家臣は床に四本指をつき、深々頭を下げた。

 

「置いてけぼり事件の子らを住まわす長屋建設の件ですが」

 

智永は、すまない、と僕に断りを入れ、家臣の報告に聞き入った。

「智永さま」

また別の家臣が駆け込んでくる。

「子どもらに与える食事の件ですが」

「親のいない子らに勉学を教えてくれるよう手習い所に話をつけて参りました」

次々に家臣が出入りし、気づけば智永は僕らより一段高い畳の間へ上がり、

筆を取っていた。

目の前に次々と家臣たちが現れ、僕は部屋の一番後ろに追いやられていた。

「おい、用が無いなら退けてくれないか」

将軍家直属の、僕が着てるのとお揃いの着物に身を包んだ男がぼやいた。

退けようにも長いこと正座していた足がしびれて、立ち上がれなかった。

視線を上げる。

智永、と彼を呼ぼうとしたけれど、その真面目な横顔を見て口をつぐんだ。

彼の目には、江戸の町しか写っていないんだ。

 

智永さま。智永さま。智永さま。

 

家臣の声に圧されて、僕は押し黙る。

ふ、と智永が顔をあげた。

 

「悪い、ちょっと待っててくれないか」

 

家臣が引けると、こっそり庭に出た。

裏手にある蔵に案内される。

智永は鍵を開け、箱を取り出した。

息を吹きかけるとホコリが飛び、桐箱の表面に立派な彫り絵が施されていた。

「この衣は手放せなくってね」

十年ぶりに陽の光を浴びた衣には、虫食いひとつ、シワひとつなかった。

大事にしまわれていたようだ。

智永は衣をひろげ、なつかしい、とつぶやいた。

その衣は太陽の明かりを吸って、生き生きと袖をなびかせる。

「取り替えっこか。

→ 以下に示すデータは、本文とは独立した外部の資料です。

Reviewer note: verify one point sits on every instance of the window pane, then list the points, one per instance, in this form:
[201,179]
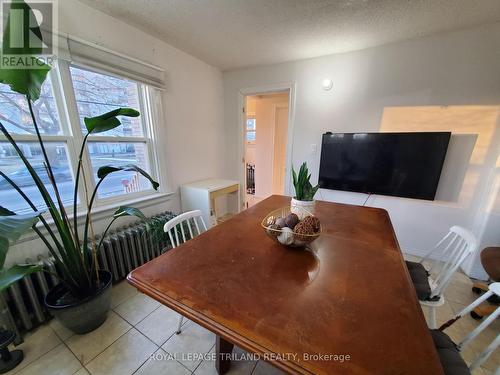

さすがにもう着れないな」と僕が言うと、

智永は「着たいと思わないだろ?」と答えた。

確かにそうだ。

 

「また桃でも食いたいな」

智永が言った。

 

「今度は僕がオマエに桃をぶつけてやるからな」

 

「まだ根に持ってたのか」

 

智永が声をあげた時、風が吹いて梢が揺れた。

 

 

 

紫色の着物は、水のように柔らかかった。

それを抱えて、江戸の町を歩く。

初めてこれに袖を通した日、わくわくしたっけ、と昔のことを思い返した。

けれど、今同じように取り替えっこをしても、あの時の興奮はないだろう。

僕には袈裟が似合うさ。

将軍家家臣の衣を脱ぎ、元の着物に着替えた。

 

母親に手を引かれた少年が「生ぐさ坊主ー!」と僕を指さしてはしゃいだ。

こら、と母親が少年を叱る。

肩の力が抜けた。

僕には何ができるだろう。

智永の衣を風呂敷に包むと、

僕はたるんでいた袈裟の帯を、きつく締め直した。